Very good points mralk3.

I set all this up before phenexia submitted the mkinitrd -P arg patch https://www.linuxquestions.org/quest...6/#post5727883 and before it was released for Slackware 14.2.

And then I wasn't aware of the /etc/mkinitrd.conf file.

It's time for me to retire the old scripts I wrote and get with the program ( or at least keep them to myself :) ).

Thanks !

-- kjh

mralk3 01-10-2018 12:04 PM

Quote:

Originally Posted by kjhambrick (Post 5804740)
Very good points mralk3.

..snip..

It's time for me to retire the old scripts I wrote and get with the program ( or at least keep them to myself :) ).

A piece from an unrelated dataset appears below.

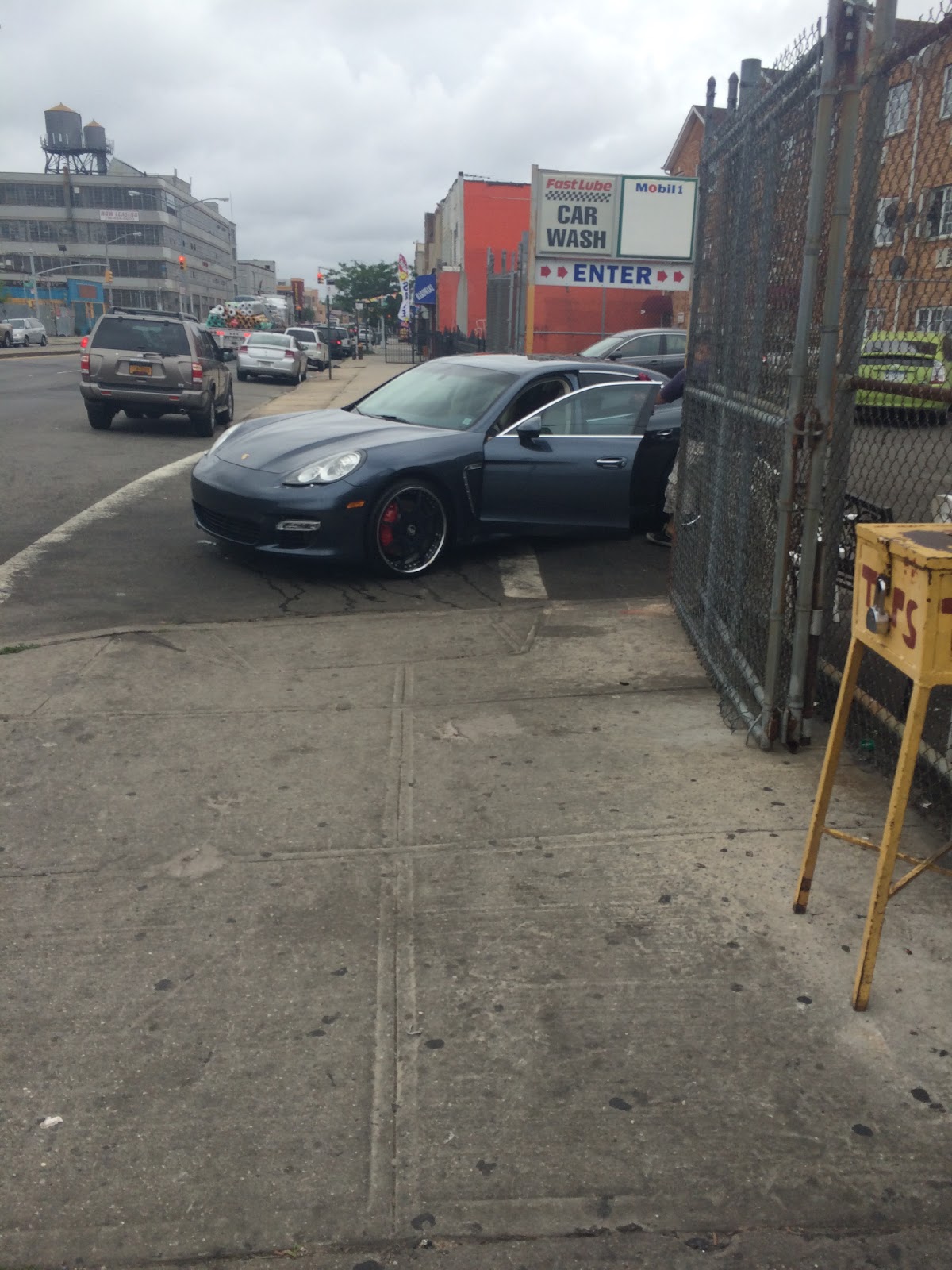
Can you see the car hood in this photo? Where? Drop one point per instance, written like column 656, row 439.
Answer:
column 289, row 442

Yeah I wasn't trying to rain on anyone's parade.

I would also like to point out that SBo has pushed an update out for this week early which includes the latest intel microcode:

https://git.slackbuilds.org/slackbui...74064919242c48

PROBLEMCHYLD 01-10-2018 12:31 PM

Quote:

Originally Posted by kjhambrick (Post 5804740)
Very good points mralk3.

I set all this up before phenexia submitted the mkinitrd -P arg patch https://www.linuxquestions.org/quest...6/#post5727883 and before it was released for Slackware 14.2.

And then I wasn't aware of the /etc/mkinitrd.conf file.

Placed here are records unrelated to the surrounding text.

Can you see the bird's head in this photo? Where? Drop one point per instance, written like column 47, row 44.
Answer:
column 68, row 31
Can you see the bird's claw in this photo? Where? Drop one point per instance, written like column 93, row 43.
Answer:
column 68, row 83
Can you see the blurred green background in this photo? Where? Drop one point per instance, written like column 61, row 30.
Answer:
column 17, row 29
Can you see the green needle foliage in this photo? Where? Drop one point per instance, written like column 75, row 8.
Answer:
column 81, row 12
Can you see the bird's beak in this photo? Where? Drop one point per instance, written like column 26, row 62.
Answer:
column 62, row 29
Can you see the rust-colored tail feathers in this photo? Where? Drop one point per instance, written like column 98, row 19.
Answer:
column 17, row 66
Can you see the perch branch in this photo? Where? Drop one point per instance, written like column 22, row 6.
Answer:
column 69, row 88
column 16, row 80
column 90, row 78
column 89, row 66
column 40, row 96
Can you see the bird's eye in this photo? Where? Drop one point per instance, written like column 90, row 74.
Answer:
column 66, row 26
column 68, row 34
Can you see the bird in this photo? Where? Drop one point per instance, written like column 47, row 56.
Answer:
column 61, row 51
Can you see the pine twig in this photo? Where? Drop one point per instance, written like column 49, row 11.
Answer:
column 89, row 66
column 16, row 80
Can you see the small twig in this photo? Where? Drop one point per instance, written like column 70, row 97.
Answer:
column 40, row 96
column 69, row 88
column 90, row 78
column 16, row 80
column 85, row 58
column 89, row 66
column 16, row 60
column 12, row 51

It's time for me to retire the old scripts I wrote and get with the program ( or at least keep them to myself :) ).

Thanks !

-- kjh

Thanks, but neither method works for me. I've installed the 2 necessary packages. The file DoNOT end up in the /boot/ directory.
Code:

[root@darkstar:~] # ls -la /boot/intel-ucode.cpio
ls: cannot access '/boot/intel-ucode.cpio': No such file or directory


kjhambrick 01-10-2018 12:47 PM

Quote:

Originally Posted by PROBLEMCHYLD (Post 5804763)
Thanks, but neither method works for me. I've installed the 2 necessary packages. The file DoNOT end up in the /boot/ directory.
Code:

[root@darkstar:~] # ls -la /boot/intel-ucode.cpio
ls: cannot access '/boot/intel-ucode.cpio': No such file or directory


Odd ...

What do you see if you type the following command ?

Code:

# ls -lartd /var/log/packages/{iucode_tool,intel-microcode}*
-- kjh

Here's mine:

Code:

# ls -lartd /var/log/packages/{iucode_tool,intel-microcode}*

-rw-r--r-- 1 root root 1229 Sep 11 07:03 /var/log/packages/iucode_tool-2.2-x86_64-1_SBo
-rw-r--r-- 1 root root 4209 Jan 10 06:25 /var/log/packages/intel-microcode-20180108-noarch-1_SBo


mralk3 01-10-2018 12:49 PM

Quote:

Originally Posted by PROBLEMCHYLD (Post 5804763)
Thanks, but neither method works for me. I've installed the 2 necessary packages. The file DoNOT end up in the /boot/ directory.
Code:

[root@darkstar:~] # ls -la /boot/intel-ucode.cpio
ls: cannot access '/boot/intel-ucode.cpio': No such file or directory


If you install intel-microcode before you install iucode_tool, then /boot/intel-ucode.cpio will not exist. Install first iucode_tool, and following that, install intel-microcode.

The relevant part in the intel-microcode SlackBuild is:

Code:

mkdir -p $PKG/lib/firmware
cp -a microcode.dat $PKG/lib/firmware

if [ -x /usr/sbin/iucode_tool ]; then
  mkdir -p $PKG/lib/firmware/intel-ucode
  /usr/sbin/iucode_tool -v --list-all -K$PKG/lib/firmware/intel-ucode microcode.dat
  mkdir -p $PKG/boot
  /usr/sbin/iucode_tool -v --write-earlyfw=$PKG/boot/intel-ucode.cpio microcode.dat
fi

If you do it in the wrong order, the file in /boot will not be present.